Sou Alessandro Vittorio Romano, e observo como as estações nos lembram que o corpo também tem um ritmo próprio. Hoje relato um episódio que combina ciência e cuidado: pela primeira vez no Sul da Itália, um paciente pediátrico de 13 anos, em fase pré-clínica do diabetes tipo 1, foi tratado com teplizumab no Hospital Pediátrico Giovanni XXIII de Bari, e os resultados iniciais são promissores.
O tratamento, realizado pela equipa multidisciplinar coordenada por especialistas do serviço de Diabetologia e das Doenças Metabólicas, teve seguimento clínico por quatro meses. Segundo a Drª Elvira Piccinno, entre as médicas que acompanharam o caso, os exames de controlo mostram um quadro muito encorajador: normoglicemia estável, ausência de necessidade de terapia com insulina, redução dos títulos de autoanticorpos pancreáticos e preservação da função das células beta com produção endógena de insulina. Esses sinais apontam para uma estabilização do processo autoimune e um abrandamento da progressão para o diabetes clinicamente manifesto.
O adolescente foi identificado após um rastreio no ambulatório de Diabetologia do hospital, numa consulta em que exames de rotina levantaram suspeitas e motivaram uma investigação mais aprofundada.

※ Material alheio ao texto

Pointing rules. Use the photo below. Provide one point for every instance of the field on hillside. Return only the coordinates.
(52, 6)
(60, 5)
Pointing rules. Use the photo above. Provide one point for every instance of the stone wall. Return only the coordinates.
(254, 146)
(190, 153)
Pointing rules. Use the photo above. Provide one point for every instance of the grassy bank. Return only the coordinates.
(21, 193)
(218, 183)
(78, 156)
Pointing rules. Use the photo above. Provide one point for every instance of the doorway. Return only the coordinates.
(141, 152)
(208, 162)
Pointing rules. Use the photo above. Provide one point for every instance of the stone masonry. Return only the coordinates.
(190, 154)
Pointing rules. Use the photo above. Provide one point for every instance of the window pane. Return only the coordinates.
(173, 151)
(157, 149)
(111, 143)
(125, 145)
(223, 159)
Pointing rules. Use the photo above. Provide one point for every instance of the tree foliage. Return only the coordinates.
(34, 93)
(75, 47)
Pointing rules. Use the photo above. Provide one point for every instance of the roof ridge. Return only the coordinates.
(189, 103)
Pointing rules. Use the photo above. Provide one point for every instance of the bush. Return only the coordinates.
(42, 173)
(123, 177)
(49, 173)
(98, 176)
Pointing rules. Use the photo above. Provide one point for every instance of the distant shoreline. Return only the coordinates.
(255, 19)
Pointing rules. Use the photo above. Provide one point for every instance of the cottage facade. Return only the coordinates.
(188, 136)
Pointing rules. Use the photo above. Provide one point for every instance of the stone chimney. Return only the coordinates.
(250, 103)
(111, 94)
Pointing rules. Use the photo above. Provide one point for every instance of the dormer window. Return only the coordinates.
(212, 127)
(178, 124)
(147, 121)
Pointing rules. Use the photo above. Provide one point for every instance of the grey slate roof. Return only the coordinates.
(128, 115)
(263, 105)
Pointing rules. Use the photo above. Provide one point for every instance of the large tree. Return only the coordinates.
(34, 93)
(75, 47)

O uso do teplizumab neste contexto — ou seja, antes da manifestação completa da doença — representa uma forma de intervenção precoce que visa proteger a reserva secretora de insulina do pâncreas, como se tentássemos preservar uma colheita ainda verde antes do primeiro geada.
É importante sublinhar que este é um resultado inicial e que o acompanhamento continuará: a medicina é, por vezes, como observar uma paisagem que desperta lentamente — pequenos sinais hoje podem significar estabilidade amanhã. O que se celebra aqui não é apenas o êxito técnico de um fármaco inovador, mas também a capacidade de detetar e agir a tempo, em equipa, como a respiração coordenada de uma cidade que cuida dos seus jovens.
O teplizumab tem vindo a ser estudado internacionalmente como uma terapia capaz de atrasar a progressão do diabetes tipo 1 quando administrado em fases iniciais. A experiência de Bari soma-se a uma colheita de dados que, esperamos, permita afinar protocolos e ampliar o acesso a intervenções que mantêm a qualidade de vida de crianças e famílias. Para além do alívio imediato de evitar a terapia contínua com insulina, há um ganho simbólico: mais tempo em que o corpo mantém seu próprio ritmo interno, produzindo insulina de modo endógeno.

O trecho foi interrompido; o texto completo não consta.